2. Post- Miranda Waiver Statements
Glass contends that her post-Miranda waiver statements must also be suppressed because they were the product of a statement obtained in violation of Glass' Fifth Amendment rights and her waiver was not knowing, voluntary, and intelligent. [Doc. 110 at 5-6]. The Government argues that Glass' waiver was knowing, voluntary, and intelligent, but does not address whether Glass' post-Miranda statements should be suppressed as the product of Glass' suppressed, pre-Miranda statement.
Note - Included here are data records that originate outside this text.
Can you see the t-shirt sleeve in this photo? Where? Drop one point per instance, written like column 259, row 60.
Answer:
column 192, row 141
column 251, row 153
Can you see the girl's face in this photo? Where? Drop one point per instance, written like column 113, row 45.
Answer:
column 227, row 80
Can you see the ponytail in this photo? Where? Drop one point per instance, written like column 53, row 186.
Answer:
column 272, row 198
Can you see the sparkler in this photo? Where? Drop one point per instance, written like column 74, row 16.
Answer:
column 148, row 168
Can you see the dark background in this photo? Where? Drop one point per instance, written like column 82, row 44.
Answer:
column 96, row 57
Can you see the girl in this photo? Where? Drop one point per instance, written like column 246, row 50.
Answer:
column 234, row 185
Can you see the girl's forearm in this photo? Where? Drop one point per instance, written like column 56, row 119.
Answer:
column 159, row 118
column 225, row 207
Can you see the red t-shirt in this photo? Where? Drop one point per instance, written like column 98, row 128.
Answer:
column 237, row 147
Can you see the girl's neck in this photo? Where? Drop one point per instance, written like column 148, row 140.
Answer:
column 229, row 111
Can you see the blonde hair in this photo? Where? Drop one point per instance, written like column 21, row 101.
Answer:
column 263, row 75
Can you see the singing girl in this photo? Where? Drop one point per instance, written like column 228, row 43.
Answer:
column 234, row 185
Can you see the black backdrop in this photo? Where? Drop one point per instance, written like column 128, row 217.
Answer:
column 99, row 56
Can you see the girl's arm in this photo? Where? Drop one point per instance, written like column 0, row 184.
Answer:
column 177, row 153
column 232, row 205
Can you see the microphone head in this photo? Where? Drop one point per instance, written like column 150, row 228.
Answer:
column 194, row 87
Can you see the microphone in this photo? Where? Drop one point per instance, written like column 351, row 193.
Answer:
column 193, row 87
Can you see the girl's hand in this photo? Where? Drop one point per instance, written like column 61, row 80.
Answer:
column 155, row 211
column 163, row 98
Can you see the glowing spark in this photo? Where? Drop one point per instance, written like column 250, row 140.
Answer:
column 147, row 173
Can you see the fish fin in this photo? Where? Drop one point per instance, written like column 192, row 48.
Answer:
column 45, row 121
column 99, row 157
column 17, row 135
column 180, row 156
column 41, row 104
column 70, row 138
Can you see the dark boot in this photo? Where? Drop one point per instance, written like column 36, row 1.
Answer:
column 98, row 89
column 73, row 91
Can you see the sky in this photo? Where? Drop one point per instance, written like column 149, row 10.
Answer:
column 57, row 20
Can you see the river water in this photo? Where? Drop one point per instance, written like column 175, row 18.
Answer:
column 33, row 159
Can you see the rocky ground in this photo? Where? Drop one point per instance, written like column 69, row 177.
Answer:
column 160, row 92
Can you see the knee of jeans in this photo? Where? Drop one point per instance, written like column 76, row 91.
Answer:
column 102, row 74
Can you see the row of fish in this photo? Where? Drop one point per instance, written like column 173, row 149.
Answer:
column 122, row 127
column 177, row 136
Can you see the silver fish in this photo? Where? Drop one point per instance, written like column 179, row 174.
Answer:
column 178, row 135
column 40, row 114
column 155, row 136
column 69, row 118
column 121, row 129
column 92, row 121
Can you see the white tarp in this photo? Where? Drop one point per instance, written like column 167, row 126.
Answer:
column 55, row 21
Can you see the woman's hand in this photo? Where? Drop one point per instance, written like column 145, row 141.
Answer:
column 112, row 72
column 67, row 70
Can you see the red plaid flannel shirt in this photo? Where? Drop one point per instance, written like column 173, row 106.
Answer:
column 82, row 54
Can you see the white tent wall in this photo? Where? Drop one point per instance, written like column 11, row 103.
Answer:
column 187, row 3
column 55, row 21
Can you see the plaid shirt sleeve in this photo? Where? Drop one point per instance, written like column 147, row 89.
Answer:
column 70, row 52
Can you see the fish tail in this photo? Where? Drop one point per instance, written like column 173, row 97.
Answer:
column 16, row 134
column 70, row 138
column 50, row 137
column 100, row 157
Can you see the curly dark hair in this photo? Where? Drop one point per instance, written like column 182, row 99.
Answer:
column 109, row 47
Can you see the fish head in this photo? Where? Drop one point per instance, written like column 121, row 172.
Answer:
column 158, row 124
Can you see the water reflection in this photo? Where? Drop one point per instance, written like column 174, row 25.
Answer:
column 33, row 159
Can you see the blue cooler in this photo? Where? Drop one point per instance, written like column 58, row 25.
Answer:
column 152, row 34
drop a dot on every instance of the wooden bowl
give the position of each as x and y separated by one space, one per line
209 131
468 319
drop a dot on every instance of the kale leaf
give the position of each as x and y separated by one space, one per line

a. Suppression of post- Miranda statements
Glass argues that her post-Miranda statements must be suppressed because they were the fruit of the initial, suppressed admission. [Doc. 110 at 5-6]. However, when a defendant makes a pre-Miranda statement that is subject to suppression, subsequent statements made after the defendant has waived his Miranda rights are admissible as long as they are voluntary. See Oregon v. Elstad, 470 U.S. 298, 317-18 (1985). As the Supreme Court explained in Elstad, procedural violations of Miranda "differ in significant respects from violations of the Fourth Amendment, which have traditionally mandated a broad application of the `fruits' doctrine." Id. at 306. While Fourth Amendment violations generally result in application of the exclusionary rule, statements obtained in violation of Miranda can still be used in limited circumstances, such as for impeachment purposes on cross-examination. Id. at 306-07.
In Elstad, officers went to speak with the defendant, a teenage robbery suspect, at his home. Id. at 300. The defendant made some incriminating statements to the officers, and was subsequently taken to the police station, where he gave a written confession after having been read his Miranda rights. Id. at 300-02. The initial statements were suppressed because they were obtained in violation of Miranda, but the Supreme Court held that the defendant's written statement was admissible because it was given after a voluntary waiver of defendant's Miranda rights. As the Court stated,
It is an unwarranted extension of Miranda to hold that a simple failure to administer the warnings, unaccompanied by any actual coercion or other circumstances calculated to undermine the suspect's ability to exercise his free will, so taints the investigatory process that a subsequent voluntary and informed waiver is ineffective for some indeterminate period. Though Miranda requires that the unwarned admission must be suppressed, the admissibility of any subsequent statement should turn in these circumstances solely on whether it is knowingly and voluntarily made.Id. at 309. Because both the suppressed statement and the written confession were given voluntarily, the Supreme Court held that the defendant's post-Miranda waiver statement was admissible. Id. at 314-17; see id. at 318 ("[T]here is no warrant for presuming coercive effect where the suspect's initial inculpatory statement, though technically in violation of Miranda, was voluntary. The relevant inquiry is whether, in fact, the second statement was also voluntarily made.") (footnote omitted).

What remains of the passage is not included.